WHAT’S THE BUZZ?
I dimly remember my first-year property law professor teaching us about ferae naturae (wild animals). The cases we studied then had to do with ownership? You shoot a deer bounding over the fields, and it falls for the final time in Farmer Brown’s corn. Who owns the deer?
But what if the deer was not a deer, but a family of fat old woodchucks? As we Midwesterners know, woodchucks don’t get fat by accident. Rather, they do it by ravaging someone’s field. So what if a woodchuck family lived under Farmer Brown’s cornfield year-around, eating tender shoots of corn, timothy hay, and Mrs. Brown’s buttercups and vegetable garden? And when the pickings got slim, the chucks invaded your soybeans (the roots of which they love)?
Farmer Brown knew the furry little woodchucks – diligent destroyers that they are – were ravaging the crops. Shouldn’t he have removed the pests himself, you know, shot them, poisoned them, blown them out of the earth, run them down with a tractor, borrowed a rodent-hating dog like my own stone-cold groundhog slayer, Winnipeg Rocket Riley Root?

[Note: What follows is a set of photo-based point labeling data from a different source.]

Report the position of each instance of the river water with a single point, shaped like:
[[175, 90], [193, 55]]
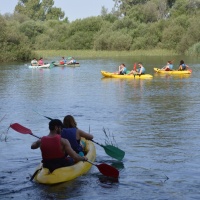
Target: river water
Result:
[[156, 122]]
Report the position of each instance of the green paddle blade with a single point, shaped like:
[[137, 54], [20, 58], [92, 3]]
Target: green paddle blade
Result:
[[114, 152]]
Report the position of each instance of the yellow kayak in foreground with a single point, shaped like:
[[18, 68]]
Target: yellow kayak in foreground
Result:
[[173, 71], [112, 75], [64, 174]]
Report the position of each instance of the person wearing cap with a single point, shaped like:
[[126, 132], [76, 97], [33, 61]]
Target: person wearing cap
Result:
[[74, 134], [141, 69], [54, 149], [63, 61], [72, 61]]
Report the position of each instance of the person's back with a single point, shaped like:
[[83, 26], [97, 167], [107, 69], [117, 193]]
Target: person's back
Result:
[[73, 134], [48, 153], [70, 135], [182, 66], [34, 62], [141, 69], [54, 148], [40, 62]]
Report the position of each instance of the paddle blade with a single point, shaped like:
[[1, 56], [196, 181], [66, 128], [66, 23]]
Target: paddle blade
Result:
[[135, 67], [21, 129], [108, 170], [114, 152]]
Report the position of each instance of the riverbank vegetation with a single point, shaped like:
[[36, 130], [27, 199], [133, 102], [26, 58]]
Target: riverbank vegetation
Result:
[[133, 27]]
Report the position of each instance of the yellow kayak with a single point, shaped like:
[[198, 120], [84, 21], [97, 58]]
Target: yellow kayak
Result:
[[131, 76], [64, 174], [173, 71]]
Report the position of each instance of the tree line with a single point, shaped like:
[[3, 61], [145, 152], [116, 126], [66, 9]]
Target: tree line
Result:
[[131, 25]]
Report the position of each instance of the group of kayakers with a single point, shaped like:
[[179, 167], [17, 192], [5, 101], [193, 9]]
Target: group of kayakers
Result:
[[40, 62], [169, 66], [62, 146], [64, 61], [141, 70], [123, 70]]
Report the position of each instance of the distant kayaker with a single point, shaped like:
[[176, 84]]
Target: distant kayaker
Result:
[[169, 66], [72, 61], [74, 134], [139, 71], [122, 69], [34, 62], [182, 66], [63, 61], [41, 62], [54, 148]]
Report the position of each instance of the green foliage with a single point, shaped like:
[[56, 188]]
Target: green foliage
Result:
[[80, 40], [112, 40], [31, 29], [194, 49], [39, 10], [134, 25]]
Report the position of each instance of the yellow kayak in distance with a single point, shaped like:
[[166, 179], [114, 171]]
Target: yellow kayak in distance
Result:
[[172, 72], [68, 173], [126, 76]]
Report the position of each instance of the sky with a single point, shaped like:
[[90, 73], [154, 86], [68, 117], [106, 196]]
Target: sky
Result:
[[74, 9]]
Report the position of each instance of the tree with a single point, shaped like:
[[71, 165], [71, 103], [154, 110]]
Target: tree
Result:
[[39, 10]]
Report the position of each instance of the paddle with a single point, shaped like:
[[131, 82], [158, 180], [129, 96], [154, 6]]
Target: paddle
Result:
[[21, 129], [111, 150], [105, 169]]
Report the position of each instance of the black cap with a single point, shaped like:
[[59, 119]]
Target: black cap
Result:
[[55, 122]]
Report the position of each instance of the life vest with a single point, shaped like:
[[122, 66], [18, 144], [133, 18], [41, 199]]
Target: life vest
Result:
[[70, 134], [51, 147]]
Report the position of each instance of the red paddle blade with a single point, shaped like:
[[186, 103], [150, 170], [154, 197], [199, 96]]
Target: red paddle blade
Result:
[[21, 129], [108, 170]]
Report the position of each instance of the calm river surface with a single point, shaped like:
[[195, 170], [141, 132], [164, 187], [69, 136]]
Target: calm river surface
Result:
[[156, 122]]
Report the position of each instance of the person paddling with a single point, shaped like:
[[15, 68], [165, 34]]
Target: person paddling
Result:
[[54, 149], [74, 134]]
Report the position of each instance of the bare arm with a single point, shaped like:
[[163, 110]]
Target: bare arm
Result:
[[83, 134], [36, 144], [70, 151]]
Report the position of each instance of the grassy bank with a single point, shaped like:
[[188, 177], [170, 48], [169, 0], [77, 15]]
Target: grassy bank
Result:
[[102, 54]]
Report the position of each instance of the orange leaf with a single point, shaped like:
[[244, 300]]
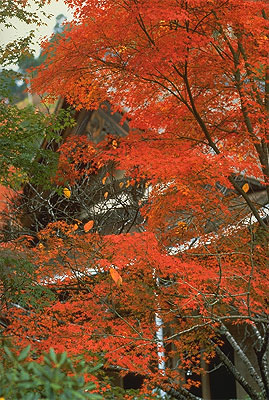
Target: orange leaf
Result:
[[114, 144], [245, 187], [67, 193], [88, 226], [115, 276]]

The ‘chucks are ferae naturae, wild animals who answer to no one. Still, you might think Farmer Brown had a duty not to let his field be a staging area for rodent terrorism. (America invaded Afghanistan for much the same sin).
That question bedeviled Denny and Shirley Belhumeur, who were stung by what the trial court incorrectly called a “bee’s nest.” C’mon, people, it’s a hive!
Belhumeur v. Zilm, 157 N.H. 233, 949 A.2d 162 (Supreme Ct. N.H., 2008). Dennis and Shirley Belhumeur lived next door to Jason and Jessica Zilm. One day, Dennis got stung several times by some aggressive bees that had swarmed into Denny’s property from their hive in a tree on Jason’s property. Denny sued, claiming that Jason had actual or constructive knowledge of the bees’ existence and aggressive behavior and was negligent in not removing the hive. As well, Denny claimed the bees constituted a private nuisance.
The trial court granted summary judgment to the Jason. Dennis, feeling like he’d been stung again, appealed.
Held: Jason was not liable for wild animals living as a natural occurrence on his property.
The Court held that the buzz is that a landowner is under no affirmative duty to remedy conditions of purely natural origin upon his land, even where the conditions are dangerous or inconvenient to his neighbors. In other words, in order to constitute a nuisance as a matter of law, human action must have contributed to the condition’s existence.
Under the doctrine of animals ferae naturae, the Court said, wild animals are presumed to be owned by no one specifically, but rather by the people generally. This doctrine has spawned a rule of law that a landowner cannot be held liable for the acts of indigenous wild animals occurring on his or her property unless the landowner has actually reduced the wild animals to possession or control, or introduced a non-indigenous animal into the area. New Hampshire does not as a matter of judicial policy impose absolute liability for damage by wild animals.
The doctrine of ferae naturae is actually based upon a reality not appreciably altered by the passage of time; namely, the unpredictability and uncontrollability of wild animals. The doctrine of animals ferae naturae reasonably balances the interests of landowners and the interests of those who may be harmed by the actions of wild animals found on or emanating from the landowners’ property. Here, the bees were wild, and neither Jason nor Jessica had the ability or duty to control them.
Claims for negligence rest primarily upon a violation of some duty owed by the actor to an injured party. Absent a duty, there is no negligence. Duty, the Court said, “is an exceedingly artificial concept, therefore, when charged with determining whether a duty exists in a particular case, courts necessarily encounter the broader, more fundamental question of whether a plaintiff’s interests are entitled to legal protection against the defendant’s conduct.” The decision to impose liability ultimately rests on a judicial determination that the social importance of protecting the plaintiff’s interest outweighs the importance of immunizing the defendant from extended liability.
It is a sad fact of life that dogs bite and bees sting. There is no social utility in demanding that Jason and Jessica be liable for when it happens.
Denny complained that Jason had actually gotten estimates from tree removal companies, and in so doing, assumed a duty to Denny that he otherwise would not have had. The Court said that while Jason was the bee’s knees for doing so, that did not impose a duty on him to carry through with the job. “In determining how much action is sufficient to create a duty on the part of a person volunteering services, it is necessary to know if conduct has gone forward to such a stage that inaction would commonly result, not negatively merely in withholding a benefit, but positively or actively in working an injury.”